Two issues of writs of acceleration may be especially noted. In 1628 James Stanley, Lord Strange, heir apparent of William Stanley, 6th Earl of Derby, was summoned to the House of Lords in the ancient Barony of Strange (created in 1299), a title assumed by his father. However, the House of Lords later decided that the sixth Earl’s assumption of the Barony of Strange had been erroneous. Consequently, it was deemed that there were now two Baronies of Strange, the original one created in 1299 and the new one, created "accidentally" in 1628 (see the Baron Strange for more information). Another noteworthy writ of acceleration was issued in 1717 to Charles Paulet, Marquess of Winchester, heir apparent of Charles Paulet, 2nd Duke of Bolton. He was meant to be summoned in his father's junior title of Baron St John of Basing, but was mistakenly summoned as Baron Pawlett of Basing. This inadvertently created a new peerage. However, the Barony of Pawlett of Basing became extinct on his death, while the Dukedom was passed on to his younger brother, the fourth Duke. The summons of Thomas Butler, 6th Earl of Ossory to the English House of Lords in 1666, as Baron Butler, of Moore Park, may also represent an error for a writ of acceleration in his father's peerage of Baron Butler, of Lanthony (cr. 1660).

Alternatives

When it had been decided that the eldest son of a peer should become a member of the House of Lords, the alternative to a writ of acceleration was to create a completely new peerage. For example, in 1832 Edward Smith-Stanley, Lord Stanley, son and heir apparent of Edward Smith-Stanley, 12th Earl of Derby, was given a new peerage as Baron Stanley, of Bickerstaffe. Two years later he succeeded his father in the Earldom. This was in contrast to his son, Edward Smith-Stanley, 14th Earl of Derby, who in 1844 was summoned to the House of Lords through a writ of acceleration in the aforementioned title of Baron Stanley, of Bickerstaffe. Other examples of new peerages being created for heirs apparent include the barony of Butler in the peerage of England, 1666, for Thomas Butler, 6th Earl of Ossory, eldest son of James Butler, 1st Duke of Ormonde, who sat in the English House of Lords by virtue of this title, although he had been accelerated to the Irish House of Lords as Earl of Ossory. Similarly, after his career in the House of Commons was ended by a defeat in the 1974 general election, Lord Balniel was given a life peerage as Baron Balniel, of Pitcorthie in the County of Fife, enabling him to sit in the House of Lords before succeeding his father, David Lindsay, 28th Earl of Crawford in 1975. By contrast, after retiring from the House of Commons in 1992, George Younger, 4th Viscount Younger of Leckie was conferred a life peerage as Baron Younger of Prestwick, of Ayr in the District of Kyle and Carrick, there being no peerage held by his father other than the viscountcy.
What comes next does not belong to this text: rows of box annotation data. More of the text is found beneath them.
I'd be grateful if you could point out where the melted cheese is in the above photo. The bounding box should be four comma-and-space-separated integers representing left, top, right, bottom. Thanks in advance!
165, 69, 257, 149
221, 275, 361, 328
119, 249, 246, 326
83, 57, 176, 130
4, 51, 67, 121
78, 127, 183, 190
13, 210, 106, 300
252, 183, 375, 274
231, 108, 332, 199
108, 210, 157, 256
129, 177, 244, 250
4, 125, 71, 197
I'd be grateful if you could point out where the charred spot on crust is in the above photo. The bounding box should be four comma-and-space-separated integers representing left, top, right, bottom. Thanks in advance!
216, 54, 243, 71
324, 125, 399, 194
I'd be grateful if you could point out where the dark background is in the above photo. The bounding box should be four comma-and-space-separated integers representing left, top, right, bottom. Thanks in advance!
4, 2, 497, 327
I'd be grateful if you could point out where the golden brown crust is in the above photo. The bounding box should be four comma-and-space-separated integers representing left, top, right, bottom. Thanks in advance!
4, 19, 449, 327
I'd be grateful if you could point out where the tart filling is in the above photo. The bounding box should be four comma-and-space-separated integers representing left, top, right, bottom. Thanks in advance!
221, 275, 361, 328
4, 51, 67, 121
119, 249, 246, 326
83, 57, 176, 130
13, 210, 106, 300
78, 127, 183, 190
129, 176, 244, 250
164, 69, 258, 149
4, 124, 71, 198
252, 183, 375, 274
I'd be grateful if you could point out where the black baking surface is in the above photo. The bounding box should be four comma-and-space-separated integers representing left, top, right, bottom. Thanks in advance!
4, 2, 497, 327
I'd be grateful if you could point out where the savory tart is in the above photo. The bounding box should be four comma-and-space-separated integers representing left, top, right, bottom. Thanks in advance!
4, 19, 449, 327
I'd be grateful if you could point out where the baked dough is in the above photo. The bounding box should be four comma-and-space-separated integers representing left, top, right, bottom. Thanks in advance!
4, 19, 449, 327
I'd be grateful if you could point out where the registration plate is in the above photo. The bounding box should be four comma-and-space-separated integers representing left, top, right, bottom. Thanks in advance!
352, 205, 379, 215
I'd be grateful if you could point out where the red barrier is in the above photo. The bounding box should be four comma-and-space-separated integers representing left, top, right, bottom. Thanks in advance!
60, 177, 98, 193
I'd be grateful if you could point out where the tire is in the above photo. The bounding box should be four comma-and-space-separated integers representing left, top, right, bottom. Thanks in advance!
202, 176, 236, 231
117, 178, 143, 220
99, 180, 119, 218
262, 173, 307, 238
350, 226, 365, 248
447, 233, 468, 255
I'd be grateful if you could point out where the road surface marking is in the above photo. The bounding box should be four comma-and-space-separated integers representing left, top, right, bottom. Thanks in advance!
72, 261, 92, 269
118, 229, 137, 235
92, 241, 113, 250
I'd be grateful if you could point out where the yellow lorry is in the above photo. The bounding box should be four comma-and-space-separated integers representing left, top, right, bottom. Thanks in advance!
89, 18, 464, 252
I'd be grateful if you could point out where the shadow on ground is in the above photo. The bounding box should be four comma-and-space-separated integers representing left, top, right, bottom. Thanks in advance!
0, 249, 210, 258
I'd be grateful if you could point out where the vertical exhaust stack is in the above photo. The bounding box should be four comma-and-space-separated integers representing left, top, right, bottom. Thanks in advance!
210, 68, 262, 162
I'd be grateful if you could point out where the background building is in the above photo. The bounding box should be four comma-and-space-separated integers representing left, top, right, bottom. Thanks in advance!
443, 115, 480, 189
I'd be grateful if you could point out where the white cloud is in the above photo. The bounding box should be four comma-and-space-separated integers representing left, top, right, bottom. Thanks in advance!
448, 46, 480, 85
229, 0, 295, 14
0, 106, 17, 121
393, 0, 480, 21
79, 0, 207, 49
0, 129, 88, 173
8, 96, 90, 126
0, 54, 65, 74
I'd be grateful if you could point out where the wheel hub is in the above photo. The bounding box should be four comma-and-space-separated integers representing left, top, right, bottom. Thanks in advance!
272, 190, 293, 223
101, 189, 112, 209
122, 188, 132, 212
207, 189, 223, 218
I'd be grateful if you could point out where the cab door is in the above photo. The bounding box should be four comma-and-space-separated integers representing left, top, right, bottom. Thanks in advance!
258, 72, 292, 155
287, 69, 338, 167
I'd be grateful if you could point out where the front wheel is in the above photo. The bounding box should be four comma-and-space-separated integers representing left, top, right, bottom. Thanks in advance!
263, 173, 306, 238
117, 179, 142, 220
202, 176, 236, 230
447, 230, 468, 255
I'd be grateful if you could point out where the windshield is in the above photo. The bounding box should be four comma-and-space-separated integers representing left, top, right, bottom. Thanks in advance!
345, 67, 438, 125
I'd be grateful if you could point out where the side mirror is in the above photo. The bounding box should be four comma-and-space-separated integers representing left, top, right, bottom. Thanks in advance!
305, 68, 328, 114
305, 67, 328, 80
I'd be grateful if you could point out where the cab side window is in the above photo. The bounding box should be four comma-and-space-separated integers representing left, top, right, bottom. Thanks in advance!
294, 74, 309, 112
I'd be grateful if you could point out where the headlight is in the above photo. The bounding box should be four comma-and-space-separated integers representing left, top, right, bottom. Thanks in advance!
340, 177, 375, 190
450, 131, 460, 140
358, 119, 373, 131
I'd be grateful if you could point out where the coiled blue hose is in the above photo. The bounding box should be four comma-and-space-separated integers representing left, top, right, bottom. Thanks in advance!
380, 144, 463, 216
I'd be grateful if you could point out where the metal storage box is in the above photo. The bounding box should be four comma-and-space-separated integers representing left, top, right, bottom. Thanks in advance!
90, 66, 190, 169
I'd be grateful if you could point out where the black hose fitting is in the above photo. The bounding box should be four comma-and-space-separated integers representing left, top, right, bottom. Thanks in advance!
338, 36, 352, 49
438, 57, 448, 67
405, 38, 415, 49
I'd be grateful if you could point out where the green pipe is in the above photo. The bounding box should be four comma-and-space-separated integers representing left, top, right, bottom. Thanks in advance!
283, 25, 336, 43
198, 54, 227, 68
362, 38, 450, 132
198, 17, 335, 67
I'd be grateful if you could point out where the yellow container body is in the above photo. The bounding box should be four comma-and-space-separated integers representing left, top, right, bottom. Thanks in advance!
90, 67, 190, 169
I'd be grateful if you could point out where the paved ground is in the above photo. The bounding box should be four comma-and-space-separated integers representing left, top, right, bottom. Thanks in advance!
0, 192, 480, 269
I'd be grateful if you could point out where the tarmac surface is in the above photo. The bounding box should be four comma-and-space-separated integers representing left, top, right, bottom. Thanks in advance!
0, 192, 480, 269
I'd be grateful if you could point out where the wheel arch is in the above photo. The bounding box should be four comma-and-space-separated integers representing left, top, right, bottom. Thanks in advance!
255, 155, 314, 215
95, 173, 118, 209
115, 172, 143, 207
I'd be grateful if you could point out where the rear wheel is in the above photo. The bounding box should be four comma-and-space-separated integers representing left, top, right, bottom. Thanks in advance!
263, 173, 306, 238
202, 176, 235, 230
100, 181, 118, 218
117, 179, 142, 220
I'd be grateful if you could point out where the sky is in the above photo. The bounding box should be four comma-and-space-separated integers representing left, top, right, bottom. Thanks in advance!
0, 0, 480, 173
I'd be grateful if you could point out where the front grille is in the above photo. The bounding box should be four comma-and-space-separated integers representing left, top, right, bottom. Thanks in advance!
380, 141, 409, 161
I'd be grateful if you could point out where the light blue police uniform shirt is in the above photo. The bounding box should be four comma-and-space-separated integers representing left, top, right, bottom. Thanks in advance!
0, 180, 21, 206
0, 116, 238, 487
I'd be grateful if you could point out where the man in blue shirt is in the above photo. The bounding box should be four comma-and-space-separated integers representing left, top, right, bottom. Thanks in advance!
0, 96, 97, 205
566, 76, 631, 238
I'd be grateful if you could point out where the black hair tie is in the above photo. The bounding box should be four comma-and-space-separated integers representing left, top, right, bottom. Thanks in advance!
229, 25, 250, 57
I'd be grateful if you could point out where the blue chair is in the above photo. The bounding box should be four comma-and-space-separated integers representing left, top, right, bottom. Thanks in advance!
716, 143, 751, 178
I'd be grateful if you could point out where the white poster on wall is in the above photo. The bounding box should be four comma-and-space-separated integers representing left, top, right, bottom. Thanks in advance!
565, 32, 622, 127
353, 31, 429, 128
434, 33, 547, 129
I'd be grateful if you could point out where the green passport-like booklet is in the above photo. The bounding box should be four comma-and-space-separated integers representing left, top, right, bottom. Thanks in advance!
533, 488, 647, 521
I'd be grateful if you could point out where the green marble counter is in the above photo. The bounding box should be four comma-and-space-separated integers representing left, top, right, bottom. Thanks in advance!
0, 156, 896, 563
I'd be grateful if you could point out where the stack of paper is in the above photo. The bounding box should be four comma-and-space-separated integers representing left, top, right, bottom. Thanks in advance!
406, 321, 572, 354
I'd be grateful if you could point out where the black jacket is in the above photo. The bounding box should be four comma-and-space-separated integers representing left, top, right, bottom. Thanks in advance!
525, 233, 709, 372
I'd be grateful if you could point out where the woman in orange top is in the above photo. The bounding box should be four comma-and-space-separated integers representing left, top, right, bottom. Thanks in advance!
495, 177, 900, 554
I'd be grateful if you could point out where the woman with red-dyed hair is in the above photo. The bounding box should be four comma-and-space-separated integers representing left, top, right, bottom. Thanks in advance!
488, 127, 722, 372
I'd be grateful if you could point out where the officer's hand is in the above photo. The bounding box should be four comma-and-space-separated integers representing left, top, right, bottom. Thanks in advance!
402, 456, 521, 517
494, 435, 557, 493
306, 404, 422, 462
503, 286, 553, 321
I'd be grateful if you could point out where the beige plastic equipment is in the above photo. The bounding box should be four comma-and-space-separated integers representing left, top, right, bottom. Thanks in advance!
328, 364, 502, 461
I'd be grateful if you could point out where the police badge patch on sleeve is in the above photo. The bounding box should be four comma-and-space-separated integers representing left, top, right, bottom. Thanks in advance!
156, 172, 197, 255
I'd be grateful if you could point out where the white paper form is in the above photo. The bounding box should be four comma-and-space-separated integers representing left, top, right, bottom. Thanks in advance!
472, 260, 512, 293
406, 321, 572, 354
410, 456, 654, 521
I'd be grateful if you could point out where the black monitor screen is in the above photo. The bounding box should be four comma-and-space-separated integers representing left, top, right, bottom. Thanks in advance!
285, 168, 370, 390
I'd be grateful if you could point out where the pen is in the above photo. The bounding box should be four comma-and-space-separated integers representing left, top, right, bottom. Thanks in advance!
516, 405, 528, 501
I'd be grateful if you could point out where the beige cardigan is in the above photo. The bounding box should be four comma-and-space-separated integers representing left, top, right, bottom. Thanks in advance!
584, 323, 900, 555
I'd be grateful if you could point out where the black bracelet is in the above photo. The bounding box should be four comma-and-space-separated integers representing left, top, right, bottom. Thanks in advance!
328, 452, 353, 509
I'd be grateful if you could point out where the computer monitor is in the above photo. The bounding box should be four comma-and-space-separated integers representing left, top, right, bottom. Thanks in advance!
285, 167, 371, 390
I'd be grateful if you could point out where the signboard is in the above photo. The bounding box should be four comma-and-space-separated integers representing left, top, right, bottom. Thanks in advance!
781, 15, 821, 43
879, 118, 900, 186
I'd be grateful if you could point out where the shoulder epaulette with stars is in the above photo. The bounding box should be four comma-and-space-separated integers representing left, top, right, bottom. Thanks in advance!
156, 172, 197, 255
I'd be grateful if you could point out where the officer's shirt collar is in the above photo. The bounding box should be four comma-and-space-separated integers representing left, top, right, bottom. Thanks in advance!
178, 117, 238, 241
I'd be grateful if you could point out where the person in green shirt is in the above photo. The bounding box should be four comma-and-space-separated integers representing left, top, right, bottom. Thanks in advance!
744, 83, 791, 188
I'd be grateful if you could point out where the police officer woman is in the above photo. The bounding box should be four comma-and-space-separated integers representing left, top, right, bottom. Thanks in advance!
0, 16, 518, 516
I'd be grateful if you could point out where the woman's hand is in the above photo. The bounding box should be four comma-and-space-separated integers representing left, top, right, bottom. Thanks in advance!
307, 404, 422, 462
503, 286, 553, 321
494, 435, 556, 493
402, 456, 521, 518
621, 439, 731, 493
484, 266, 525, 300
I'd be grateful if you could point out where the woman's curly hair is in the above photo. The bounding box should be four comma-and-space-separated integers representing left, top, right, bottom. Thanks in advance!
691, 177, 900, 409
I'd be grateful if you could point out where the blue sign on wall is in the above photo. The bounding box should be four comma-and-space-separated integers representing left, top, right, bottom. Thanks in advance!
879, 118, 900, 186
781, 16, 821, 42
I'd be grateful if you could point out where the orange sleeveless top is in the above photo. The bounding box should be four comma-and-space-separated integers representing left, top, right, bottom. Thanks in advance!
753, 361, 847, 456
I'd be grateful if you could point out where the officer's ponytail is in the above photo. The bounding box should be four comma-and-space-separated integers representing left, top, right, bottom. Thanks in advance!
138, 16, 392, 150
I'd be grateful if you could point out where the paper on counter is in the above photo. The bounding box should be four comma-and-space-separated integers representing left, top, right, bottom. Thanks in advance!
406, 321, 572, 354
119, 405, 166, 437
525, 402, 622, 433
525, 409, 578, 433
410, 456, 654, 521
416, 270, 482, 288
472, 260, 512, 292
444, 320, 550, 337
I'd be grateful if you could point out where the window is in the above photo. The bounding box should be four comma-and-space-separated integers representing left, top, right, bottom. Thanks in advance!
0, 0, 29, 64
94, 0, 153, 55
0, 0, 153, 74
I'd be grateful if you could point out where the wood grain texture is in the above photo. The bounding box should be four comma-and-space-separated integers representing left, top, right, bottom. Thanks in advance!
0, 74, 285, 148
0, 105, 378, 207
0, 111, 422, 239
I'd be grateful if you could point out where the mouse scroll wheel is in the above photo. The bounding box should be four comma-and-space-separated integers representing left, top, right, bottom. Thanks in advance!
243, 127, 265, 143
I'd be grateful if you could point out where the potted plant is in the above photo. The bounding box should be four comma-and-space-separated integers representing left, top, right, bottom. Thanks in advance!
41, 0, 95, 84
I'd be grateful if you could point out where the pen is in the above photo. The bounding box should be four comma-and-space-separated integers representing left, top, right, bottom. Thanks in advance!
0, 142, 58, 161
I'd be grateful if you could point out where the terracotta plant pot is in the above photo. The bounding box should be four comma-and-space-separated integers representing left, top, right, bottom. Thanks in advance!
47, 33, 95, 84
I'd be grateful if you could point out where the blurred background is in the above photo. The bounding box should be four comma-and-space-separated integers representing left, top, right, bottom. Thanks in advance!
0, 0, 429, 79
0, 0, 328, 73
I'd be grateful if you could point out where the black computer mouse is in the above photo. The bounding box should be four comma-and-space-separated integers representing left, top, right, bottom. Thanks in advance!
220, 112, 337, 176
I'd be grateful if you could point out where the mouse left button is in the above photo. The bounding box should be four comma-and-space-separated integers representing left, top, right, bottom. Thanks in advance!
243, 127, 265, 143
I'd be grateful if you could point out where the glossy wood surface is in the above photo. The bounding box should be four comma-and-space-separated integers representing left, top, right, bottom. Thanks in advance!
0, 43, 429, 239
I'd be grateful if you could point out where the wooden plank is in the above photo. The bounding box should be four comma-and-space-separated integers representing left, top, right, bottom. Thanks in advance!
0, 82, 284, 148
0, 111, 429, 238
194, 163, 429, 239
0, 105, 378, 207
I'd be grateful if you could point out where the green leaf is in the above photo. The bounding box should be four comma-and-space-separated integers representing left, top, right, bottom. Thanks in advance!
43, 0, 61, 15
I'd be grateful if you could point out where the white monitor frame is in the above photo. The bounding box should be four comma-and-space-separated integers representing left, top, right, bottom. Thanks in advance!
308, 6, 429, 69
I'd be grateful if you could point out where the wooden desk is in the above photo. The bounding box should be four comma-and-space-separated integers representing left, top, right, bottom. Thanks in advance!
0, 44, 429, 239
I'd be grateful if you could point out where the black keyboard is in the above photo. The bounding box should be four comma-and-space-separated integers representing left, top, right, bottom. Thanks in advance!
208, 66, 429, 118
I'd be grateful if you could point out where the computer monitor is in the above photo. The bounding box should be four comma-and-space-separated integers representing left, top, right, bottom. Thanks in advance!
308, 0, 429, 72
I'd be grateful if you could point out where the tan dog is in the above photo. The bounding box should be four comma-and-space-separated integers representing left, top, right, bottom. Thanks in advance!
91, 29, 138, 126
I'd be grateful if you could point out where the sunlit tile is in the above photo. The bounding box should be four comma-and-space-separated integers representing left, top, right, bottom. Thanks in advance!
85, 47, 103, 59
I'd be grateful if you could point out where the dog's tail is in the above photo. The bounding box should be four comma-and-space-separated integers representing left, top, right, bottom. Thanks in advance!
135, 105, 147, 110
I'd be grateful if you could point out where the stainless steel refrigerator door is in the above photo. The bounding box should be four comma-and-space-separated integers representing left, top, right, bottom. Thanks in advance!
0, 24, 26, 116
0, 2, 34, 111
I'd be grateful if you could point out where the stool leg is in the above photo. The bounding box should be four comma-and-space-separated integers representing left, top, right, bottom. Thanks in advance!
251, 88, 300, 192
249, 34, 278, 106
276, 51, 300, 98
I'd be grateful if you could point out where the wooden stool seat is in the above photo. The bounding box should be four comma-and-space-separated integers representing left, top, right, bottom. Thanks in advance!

For reason both that his father was a baron and that he had no other peerages, John Wyndham, 1st Baron Egremont could not be sent to House of Lords by writ of acceleration, but was created Baron Egremont in 1964, by which title he continued to be known after succeeding as 6th Baron Leconfield in 1967.

Eldest sons of peers who had not received a writ of acceleration or a new peerage were eligible to stand for election to the House of Commons. It was far more common for eldest sons of peers to sit in the House of Commons, than to receive a writ of acceleration or a new peerage. Before the 20th century, it was generally very easy for such men to find a constituency willing to elect them if they had any inclination for politics.